Candidat unique à la présidence du parti, l’argovien Philipp Müller parviendra-t-il à lui rendre son caractère populaire? La ligne devrait être en tout cas plus claire, ce qui n’est pas difficile.

Bien sûr, rien pour la beauté du nom, on aurait préféré son concurrent glaronais Pankraz Freitag. Mais Pankraz a fini par jeter l’éponge et c’est bien l’argovien Philipp Müller qui devrait être, comme seul candidat, le prochain président du parti radical. L’homme pourtant compense sa banalité nominale par une double étrangeté, une double carence assez stupéfiante s’agissant d’un radical alémanique: ni études, ni carrière militaire au palmarès.

Un plâtrier après l’hautain et machiavélique avocat Fulvio Pelli, le choc thermique promet d’être sévère. Quant à ceux qui avaient rêvé de la flamboyante Karin Keller-Sutter, Müller conçoit modestement qu’avec lui ils peuvent se sentir «frustrés». A la place, le futur homme fort estime pouvoir offrir «au PLR l’occasion de montrer qu’il est un parti qui représente la population toute entière». Sous entendu: et pas seulement la Bahnhofstrasse, les banques et la grande économie, image qui colle aux radicaux comme la boue aux souliers.

Le prochain président en tout cas semble n’avoir peur de rien puisqu’il fixe au rang de ses tâches prioritaires de marquer l’indépendance du parti radical «face aux lobbys». Sur ce thème, il y a plus que du pain sur la planche: autant vouloir démontrer les tendances pro-européennes de l’UDC ou l’attachement du PS à la liberté d’entreprise.

Ferme, très ferme même, sur les questions d’asile, ce Müller. Ne reste-t-il pas à ce propos l’auteur d’un document l’an dernier qui avait déchiré les radicaux et notamment braqué les Romands, avec par exemple l’idée choc de plafonner la population étrangère à 18 %?

Ce qui lui vaut depuis, chez certains, une solide réputation de «crypto-UDC». Qu’il évacue d’un revers de manches en rappelant que «populaire» mais évidemment pas «populiste», le parti radical se devait de se «préoccuper de la sécurité, de la criminalité et de la migration, car c’est ce que les gens demandent». Et en se montrant à l’inverse un partisan quasi fanatique des accords de libre-circulation, arrangements bilatéraux et autres traités de double imposition.

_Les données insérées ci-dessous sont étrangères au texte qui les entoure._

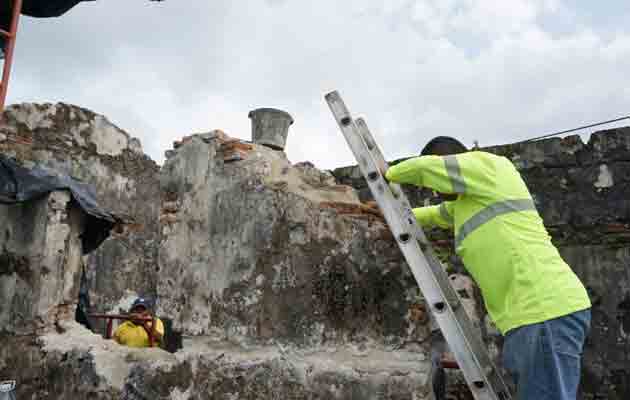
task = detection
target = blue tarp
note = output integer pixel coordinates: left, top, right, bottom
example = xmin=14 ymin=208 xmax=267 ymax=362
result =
xmin=21 ymin=0 xmax=90 ymax=18
xmin=0 ymin=155 xmax=120 ymax=254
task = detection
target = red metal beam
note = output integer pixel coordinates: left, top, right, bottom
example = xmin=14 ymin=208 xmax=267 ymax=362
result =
xmin=88 ymin=313 xmax=152 ymax=321
xmin=0 ymin=0 xmax=23 ymax=114
xmin=88 ymin=313 xmax=157 ymax=345
xmin=106 ymin=318 xmax=113 ymax=339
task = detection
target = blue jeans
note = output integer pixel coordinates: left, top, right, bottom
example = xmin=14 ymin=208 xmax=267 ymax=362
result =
xmin=503 ymin=309 xmax=591 ymax=400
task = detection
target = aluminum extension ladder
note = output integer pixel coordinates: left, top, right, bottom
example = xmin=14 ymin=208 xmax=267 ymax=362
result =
xmin=325 ymin=91 xmax=512 ymax=400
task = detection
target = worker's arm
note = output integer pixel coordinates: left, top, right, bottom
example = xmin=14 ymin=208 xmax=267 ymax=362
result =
xmin=413 ymin=202 xmax=454 ymax=229
xmin=385 ymin=153 xmax=494 ymax=196
xmin=143 ymin=318 xmax=165 ymax=345
xmin=112 ymin=325 xmax=123 ymax=344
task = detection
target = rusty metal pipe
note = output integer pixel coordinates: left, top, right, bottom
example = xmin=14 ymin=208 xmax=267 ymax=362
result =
xmin=148 ymin=317 xmax=156 ymax=347
xmin=88 ymin=313 xmax=152 ymax=321
xmin=106 ymin=318 xmax=113 ymax=339
xmin=0 ymin=0 xmax=23 ymax=114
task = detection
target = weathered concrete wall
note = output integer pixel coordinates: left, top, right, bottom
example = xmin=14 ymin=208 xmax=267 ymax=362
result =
xmin=0 ymin=103 xmax=161 ymax=315
xmin=4 ymin=102 xmax=627 ymax=398
xmin=1 ymin=320 xmax=430 ymax=399
xmin=158 ymin=132 xmax=432 ymax=350
xmin=1 ymin=107 xmax=434 ymax=400
xmin=0 ymin=191 xmax=84 ymax=335
xmin=332 ymin=127 xmax=630 ymax=399
xmin=0 ymin=148 xmax=428 ymax=399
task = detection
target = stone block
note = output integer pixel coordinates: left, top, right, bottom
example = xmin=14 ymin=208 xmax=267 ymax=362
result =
xmin=0 ymin=191 xmax=84 ymax=334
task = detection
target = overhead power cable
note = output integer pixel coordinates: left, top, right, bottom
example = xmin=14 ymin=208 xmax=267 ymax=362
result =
xmin=515 ymin=115 xmax=630 ymax=144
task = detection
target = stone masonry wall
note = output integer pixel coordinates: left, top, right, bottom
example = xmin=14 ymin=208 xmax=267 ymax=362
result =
xmin=1 ymin=125 xmax=434 ymax=399
xmin=0 ymin=191 xmax=91 ymax=398
xmin=158 ymin=132 xmax=432 ymax=349
xmin=0 ymin=191 xmax=85 ymax=335
xmin=0 ymin=103 xmax=161 ymax=317
xmin=3 ymin=101 xmax=628 ymax=399
xmin=332 ymin=127 xmax=630 ymax=399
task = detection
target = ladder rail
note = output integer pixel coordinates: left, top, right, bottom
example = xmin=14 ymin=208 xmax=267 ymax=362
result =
xmin=355 ymin=117 xmax=463 ymax=310
xmin=0 ymin=0 xmax=23 ymax=113
xmin=355 ymin=116 xmax=499 ymax=373
xmin=325 ymin=91 xmax=512 ymax=400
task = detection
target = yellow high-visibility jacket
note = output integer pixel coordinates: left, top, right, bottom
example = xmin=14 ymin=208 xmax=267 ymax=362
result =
xmin=386 ymin=151 xmax=590 ymax=334
xmin=113 ymin=318 xmax=164 ymax=348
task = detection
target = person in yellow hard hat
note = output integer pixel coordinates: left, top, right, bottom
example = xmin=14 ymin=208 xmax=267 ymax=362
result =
xmin=385 ymin=136 xmax=591 ymax=400
xmin=113 ymin=297 xmax=164 ymax=348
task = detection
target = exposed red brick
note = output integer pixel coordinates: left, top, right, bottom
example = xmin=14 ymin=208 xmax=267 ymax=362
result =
xmin=409 ymin=302 xmax=428 ymax=323
xmin=604 ymin=223 xmax=630 ymax=233
xmin=319 ymin=201 xmax=385 ymax=220
xmin=325 ymin=185 xmax=353 ymax=193
xmin=8 ymin=136 xmax=33 ymax=146
xmin=220 ymin=140 xmax=254 ymax=163
xmin=162 ymin=201 xmax=179 ymax=214
xmin=159 ymin=214 xmax=177 ymax=224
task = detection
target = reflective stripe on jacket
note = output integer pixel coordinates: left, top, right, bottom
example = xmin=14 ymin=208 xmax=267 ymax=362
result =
xmin=386 ymin=151 xmax=591 ymax=334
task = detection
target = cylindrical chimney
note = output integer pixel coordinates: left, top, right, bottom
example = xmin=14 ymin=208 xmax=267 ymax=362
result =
xmin=248 ymin=108 xmax=294 ymax=150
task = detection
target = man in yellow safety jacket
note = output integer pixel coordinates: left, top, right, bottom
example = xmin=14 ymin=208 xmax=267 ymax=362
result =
xmin=113 ymin=297 xmax=164 ymax=348
xmin=385 ymin=136 xmax=591 ymax=400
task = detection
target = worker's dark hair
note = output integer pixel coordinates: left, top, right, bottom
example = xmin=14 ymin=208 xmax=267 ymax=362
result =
xmin=420 ymin=136 xmax=468 ymax=156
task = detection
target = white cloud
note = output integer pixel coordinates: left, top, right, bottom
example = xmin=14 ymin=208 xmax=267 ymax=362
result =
xmin=7 ymin=0 xmax=630 ymax=169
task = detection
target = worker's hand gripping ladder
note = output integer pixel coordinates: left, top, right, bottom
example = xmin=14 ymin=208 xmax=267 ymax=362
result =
xmin=325 ymin=91 xmax=512 ymax=400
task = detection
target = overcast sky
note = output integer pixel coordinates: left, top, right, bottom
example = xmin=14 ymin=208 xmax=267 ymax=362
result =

Avec des motivations, il est vrai, plutôt terre à terre que franchement humanistes: «Sinon, comment continuer à faire des affaires avec l’étranger?» Müller, c’est déjà acquis, sait se montrer vachard: tout en assurant dans «Le Matin» ne pas vouloir jeter la pierre à Pelli, il affirme que le plus important pour lui est que «le PLR retrouve un visage humain et soit composé de personnes qui se réjouissent de faire ce qu’elles font».

S’il a voté en décembre dernier Maillard plutôt que Berset, et s’il doit être un des rares parlementaires fédéraux dans sa jeunesse à avoir défilé aux Etats-Unis contre la guerre du Vietnam, c’est en sauvant de la faillite, tout seul, comme un grand, l’entreprise paternelle de gypserie, assure-t-il, que Philipp Müller se serait éloigné de la gauche.

Spécialiste du radicalisme, l’historien Olivier Meuwly estime, dans Le Temps, que contrairement aux apparences, Phillipp Müller ne «détonne pas dans la galaxie radicale qui a toujours eu un côté populaire très fort». Un côté qu’on avait oublié et qui avait à peu près totalement disparu ces dernières années, avec «un PLR qui n’avait pas su garder son électorat populaire face à l’émergence de l’UDC».

Ce qui semble d’ores et déjà sûr, c’est qu’avec Philipp Müller, les choses seront plus claires et la ligne sans doute plus droite qu’avec l’infatigable comploteur et stratège Pelli. Tellement comploteur et stratège, le Tessinois, qu’il finissait souvent par s’embrouiller lui-même, telle une araignée ivre de sa personne.